Cette mémoire ne reste pas confinée à une simple nostalgie privée. Elle est reprise, exploitée et instrumentalisée par certains partis politiques, notamment le Front National dans les années 1970, qui fait de l'Algérie française un totem pour un discours nationaliste et xénophobe. La France, selon cette vision, aurait été affaiblie par la perte de l'Algérie et serait menacée par l’immigration maghrébine, vue comme une conséquence directe de la décolonisation. Le mythe de l'Algérie française devient alors un outil politique pour refuser l'intégration des immigrés et pour réactiver la peur de l’Autre.
Aujourd’hui, la France et l’Algérie tentent de tisser des liens diplomatiques, culturels et économiques. Mais chaque tentative de réconciliation se heurte à ces mémoires antagonistes. Les gestes symboliques, bien que significatifs, ne suffisent pas à panser les blessures ouvertes. En France, les divisions mémorielles sont encore trop profondes, trop sensibles. La reconnaissance des crimes coloniaux reste timide, parfois freinée par une partie de la société qui refuse de reconnaître pleinement les violences de l'époque coloniale, comme en témoigne l’échec d’une loi sur la reconnaissance des « aspects positifs » de la colonisation en 2005.
En Algérie, cette réticence française à faire face à son passé est perçue comme une marque d’arrogance postcoloniale, une incapacité à véritablement tourner la page. La réconciliation exige plus qu’un simple dialogue diplomatique ; elle nécessite une véritable catharsis mémorielle, où les deux nations acceptent de regarder en face les ombres de leur passé.

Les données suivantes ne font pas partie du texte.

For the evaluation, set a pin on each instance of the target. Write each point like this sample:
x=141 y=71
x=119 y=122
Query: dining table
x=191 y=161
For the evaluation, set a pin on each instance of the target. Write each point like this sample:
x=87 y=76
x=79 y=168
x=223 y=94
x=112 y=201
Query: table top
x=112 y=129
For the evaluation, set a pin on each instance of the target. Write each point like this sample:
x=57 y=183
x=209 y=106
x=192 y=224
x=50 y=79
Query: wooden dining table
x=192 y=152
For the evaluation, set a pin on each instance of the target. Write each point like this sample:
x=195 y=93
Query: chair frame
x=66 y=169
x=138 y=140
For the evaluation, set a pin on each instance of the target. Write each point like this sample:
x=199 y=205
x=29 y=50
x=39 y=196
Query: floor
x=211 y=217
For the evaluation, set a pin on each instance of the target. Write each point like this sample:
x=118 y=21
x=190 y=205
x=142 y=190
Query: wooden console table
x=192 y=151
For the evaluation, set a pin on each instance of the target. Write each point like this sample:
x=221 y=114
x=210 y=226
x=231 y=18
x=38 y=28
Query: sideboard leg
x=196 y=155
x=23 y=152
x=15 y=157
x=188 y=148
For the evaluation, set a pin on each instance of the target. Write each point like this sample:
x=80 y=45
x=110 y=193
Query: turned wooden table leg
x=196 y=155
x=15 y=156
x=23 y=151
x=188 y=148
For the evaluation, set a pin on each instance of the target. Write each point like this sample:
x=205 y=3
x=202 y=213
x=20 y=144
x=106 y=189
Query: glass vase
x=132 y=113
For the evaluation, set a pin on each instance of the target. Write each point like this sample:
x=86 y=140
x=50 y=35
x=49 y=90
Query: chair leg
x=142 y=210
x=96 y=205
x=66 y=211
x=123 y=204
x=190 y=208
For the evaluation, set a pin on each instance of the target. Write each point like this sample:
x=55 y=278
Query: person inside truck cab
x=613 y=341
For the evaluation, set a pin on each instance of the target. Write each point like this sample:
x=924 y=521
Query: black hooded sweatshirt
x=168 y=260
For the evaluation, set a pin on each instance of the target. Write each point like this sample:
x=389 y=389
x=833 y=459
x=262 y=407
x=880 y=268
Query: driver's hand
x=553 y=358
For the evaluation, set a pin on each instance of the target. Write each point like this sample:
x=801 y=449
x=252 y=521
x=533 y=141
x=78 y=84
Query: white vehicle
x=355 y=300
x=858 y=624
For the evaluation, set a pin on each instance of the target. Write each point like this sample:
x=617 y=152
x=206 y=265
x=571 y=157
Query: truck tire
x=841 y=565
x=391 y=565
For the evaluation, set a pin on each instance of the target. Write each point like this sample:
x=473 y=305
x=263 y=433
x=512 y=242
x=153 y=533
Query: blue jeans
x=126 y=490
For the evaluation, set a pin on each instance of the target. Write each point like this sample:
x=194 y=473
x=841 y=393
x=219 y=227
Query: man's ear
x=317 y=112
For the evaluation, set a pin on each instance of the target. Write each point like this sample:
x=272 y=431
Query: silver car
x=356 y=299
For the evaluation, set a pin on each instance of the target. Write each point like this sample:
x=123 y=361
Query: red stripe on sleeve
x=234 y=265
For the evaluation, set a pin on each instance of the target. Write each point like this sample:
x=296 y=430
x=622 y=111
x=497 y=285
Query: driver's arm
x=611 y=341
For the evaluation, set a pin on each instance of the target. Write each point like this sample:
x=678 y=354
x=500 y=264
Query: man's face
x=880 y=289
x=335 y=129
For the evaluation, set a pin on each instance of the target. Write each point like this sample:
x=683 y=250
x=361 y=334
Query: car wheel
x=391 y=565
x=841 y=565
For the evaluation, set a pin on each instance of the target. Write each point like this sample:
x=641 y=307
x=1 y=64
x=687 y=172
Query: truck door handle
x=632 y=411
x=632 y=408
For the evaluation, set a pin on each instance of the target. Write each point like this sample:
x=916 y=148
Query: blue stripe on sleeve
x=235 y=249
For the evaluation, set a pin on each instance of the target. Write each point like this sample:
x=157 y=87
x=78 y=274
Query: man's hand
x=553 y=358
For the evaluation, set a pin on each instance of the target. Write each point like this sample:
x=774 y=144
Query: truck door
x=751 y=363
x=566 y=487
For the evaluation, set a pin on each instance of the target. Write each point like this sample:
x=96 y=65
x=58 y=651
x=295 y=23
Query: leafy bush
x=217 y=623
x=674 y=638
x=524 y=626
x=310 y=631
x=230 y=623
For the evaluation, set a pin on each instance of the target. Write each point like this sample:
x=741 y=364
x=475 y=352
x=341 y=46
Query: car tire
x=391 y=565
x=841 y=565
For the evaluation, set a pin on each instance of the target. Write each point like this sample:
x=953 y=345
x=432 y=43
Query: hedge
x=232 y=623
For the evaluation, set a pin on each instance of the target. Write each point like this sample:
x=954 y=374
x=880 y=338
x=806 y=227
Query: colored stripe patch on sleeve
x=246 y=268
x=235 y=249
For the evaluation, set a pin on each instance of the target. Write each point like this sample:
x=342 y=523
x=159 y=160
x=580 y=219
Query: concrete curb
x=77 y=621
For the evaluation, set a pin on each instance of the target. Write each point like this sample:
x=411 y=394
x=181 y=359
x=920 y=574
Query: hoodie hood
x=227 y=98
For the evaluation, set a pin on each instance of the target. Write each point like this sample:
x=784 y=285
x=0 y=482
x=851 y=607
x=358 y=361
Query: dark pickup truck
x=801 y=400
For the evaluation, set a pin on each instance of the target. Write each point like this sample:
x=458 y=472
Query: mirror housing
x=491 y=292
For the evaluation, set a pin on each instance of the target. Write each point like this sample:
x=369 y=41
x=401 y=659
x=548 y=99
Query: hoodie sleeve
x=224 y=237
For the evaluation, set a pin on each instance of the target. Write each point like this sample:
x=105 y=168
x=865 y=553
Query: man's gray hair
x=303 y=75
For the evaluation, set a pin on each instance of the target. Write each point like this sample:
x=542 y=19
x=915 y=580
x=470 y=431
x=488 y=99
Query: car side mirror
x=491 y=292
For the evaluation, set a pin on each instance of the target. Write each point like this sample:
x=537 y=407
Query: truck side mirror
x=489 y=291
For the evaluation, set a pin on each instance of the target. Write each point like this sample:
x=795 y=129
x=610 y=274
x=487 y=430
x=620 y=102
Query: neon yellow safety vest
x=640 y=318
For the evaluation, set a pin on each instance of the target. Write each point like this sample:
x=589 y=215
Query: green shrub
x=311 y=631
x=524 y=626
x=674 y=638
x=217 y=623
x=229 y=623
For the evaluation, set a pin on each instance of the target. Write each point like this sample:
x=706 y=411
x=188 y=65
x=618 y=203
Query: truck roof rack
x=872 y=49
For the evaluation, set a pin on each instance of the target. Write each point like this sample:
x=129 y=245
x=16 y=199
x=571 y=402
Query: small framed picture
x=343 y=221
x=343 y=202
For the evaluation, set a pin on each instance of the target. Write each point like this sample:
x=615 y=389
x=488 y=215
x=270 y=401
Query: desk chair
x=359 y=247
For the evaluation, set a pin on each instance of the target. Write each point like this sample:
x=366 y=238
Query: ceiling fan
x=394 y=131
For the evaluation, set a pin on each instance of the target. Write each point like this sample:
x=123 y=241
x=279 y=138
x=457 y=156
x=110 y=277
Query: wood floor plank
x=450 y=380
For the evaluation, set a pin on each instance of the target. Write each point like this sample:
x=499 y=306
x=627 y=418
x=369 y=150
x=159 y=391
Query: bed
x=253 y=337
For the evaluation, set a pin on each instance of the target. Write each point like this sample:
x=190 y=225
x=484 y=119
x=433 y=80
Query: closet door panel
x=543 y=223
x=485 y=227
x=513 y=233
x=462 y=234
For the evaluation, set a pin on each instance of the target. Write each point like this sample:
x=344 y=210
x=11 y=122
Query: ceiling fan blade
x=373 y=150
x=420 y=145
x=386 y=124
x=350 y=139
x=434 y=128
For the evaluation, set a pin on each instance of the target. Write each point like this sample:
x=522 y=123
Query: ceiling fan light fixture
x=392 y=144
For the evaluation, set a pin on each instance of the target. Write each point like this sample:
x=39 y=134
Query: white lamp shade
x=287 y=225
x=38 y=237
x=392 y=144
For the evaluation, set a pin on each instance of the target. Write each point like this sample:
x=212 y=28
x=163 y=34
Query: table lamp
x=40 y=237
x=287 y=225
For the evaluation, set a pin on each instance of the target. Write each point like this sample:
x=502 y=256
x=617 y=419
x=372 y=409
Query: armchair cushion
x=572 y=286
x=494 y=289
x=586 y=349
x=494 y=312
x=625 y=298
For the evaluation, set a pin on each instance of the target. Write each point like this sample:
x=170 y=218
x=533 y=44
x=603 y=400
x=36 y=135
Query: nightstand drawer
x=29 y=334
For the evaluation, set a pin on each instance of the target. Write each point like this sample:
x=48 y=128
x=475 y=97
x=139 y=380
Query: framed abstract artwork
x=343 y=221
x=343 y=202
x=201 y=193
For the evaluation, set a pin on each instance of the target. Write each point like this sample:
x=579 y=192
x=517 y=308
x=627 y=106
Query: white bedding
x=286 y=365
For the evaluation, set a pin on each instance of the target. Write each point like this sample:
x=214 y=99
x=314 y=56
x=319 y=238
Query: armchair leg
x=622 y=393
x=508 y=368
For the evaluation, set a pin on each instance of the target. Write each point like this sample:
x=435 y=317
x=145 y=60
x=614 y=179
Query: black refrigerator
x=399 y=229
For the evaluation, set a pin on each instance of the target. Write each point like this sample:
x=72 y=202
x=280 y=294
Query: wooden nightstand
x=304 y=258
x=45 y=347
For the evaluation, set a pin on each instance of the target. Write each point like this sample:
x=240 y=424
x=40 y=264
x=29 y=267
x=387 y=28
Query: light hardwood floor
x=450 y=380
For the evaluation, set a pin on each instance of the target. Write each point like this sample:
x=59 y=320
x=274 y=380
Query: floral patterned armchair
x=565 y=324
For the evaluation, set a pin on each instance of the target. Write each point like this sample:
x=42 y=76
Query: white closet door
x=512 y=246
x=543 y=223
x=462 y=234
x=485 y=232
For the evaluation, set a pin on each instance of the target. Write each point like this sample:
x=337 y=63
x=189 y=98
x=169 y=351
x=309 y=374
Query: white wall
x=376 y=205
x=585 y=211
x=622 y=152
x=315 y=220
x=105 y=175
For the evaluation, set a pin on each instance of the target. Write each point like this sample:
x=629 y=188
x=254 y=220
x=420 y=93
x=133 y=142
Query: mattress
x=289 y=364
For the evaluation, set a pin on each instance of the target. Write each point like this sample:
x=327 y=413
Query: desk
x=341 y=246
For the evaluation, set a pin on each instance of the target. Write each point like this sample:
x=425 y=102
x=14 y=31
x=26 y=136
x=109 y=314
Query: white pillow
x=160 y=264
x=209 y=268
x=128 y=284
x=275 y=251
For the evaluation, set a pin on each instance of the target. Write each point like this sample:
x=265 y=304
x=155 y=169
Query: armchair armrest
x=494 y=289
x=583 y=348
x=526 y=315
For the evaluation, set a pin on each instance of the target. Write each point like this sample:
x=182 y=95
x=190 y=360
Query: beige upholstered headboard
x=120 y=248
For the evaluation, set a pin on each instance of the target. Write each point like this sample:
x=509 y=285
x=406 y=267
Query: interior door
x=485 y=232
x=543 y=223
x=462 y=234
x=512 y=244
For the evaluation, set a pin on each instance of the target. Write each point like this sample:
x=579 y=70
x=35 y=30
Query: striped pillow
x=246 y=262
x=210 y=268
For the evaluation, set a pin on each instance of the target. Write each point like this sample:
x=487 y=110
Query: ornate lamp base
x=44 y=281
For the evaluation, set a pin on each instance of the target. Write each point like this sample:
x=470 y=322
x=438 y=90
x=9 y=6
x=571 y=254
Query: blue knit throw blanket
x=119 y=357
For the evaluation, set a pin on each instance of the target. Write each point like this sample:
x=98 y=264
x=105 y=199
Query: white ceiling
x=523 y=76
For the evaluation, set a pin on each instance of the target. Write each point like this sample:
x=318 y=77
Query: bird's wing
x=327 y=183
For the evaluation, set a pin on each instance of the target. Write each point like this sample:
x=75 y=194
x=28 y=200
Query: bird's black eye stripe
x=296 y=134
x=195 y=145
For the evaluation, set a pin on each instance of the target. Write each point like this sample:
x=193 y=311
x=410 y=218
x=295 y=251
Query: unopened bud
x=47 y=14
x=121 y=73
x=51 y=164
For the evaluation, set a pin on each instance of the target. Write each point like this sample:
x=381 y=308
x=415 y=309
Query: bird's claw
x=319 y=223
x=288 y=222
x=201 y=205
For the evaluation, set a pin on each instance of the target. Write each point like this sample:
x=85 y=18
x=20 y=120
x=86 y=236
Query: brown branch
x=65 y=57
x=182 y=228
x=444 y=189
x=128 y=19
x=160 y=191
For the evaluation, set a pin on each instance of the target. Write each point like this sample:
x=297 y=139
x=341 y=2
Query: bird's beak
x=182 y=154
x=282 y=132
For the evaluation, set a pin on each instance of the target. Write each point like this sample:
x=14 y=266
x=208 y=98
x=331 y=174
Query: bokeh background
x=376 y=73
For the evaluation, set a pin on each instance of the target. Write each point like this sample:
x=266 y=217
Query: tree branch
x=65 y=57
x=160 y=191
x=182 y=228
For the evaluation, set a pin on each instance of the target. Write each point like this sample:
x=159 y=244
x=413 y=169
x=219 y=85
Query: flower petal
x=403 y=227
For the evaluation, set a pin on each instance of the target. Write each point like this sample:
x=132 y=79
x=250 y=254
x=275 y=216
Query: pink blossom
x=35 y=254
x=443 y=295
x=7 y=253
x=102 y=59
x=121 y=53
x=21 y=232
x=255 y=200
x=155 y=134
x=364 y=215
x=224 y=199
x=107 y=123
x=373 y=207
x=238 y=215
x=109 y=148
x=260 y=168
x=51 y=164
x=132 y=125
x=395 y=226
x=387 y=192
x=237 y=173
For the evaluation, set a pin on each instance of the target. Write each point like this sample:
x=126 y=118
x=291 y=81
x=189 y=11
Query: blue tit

Le concept d'« Algérie française » n'est pas simplement un souvenir du passé, mais un enjeu contemporain qui continue d’entraver les relations entre la France et l’Algérie. Tant que cette idée, ce mythe colonial, ne sera pas pleinement déconstruit, toute tentative de réconciliation restera incomplète. C'est en comprenant la genèse de cette notion, en reconnaissant ses racines dans la colonisation et ses répercussions dans le présent, que nous pourrons espérer avancer vers une paix des mémoires véritable. Mais pour cela, il faudra un effort collectif, une volonté politique et, surtout, un courage moral de part et d'autre de la Méditerranée.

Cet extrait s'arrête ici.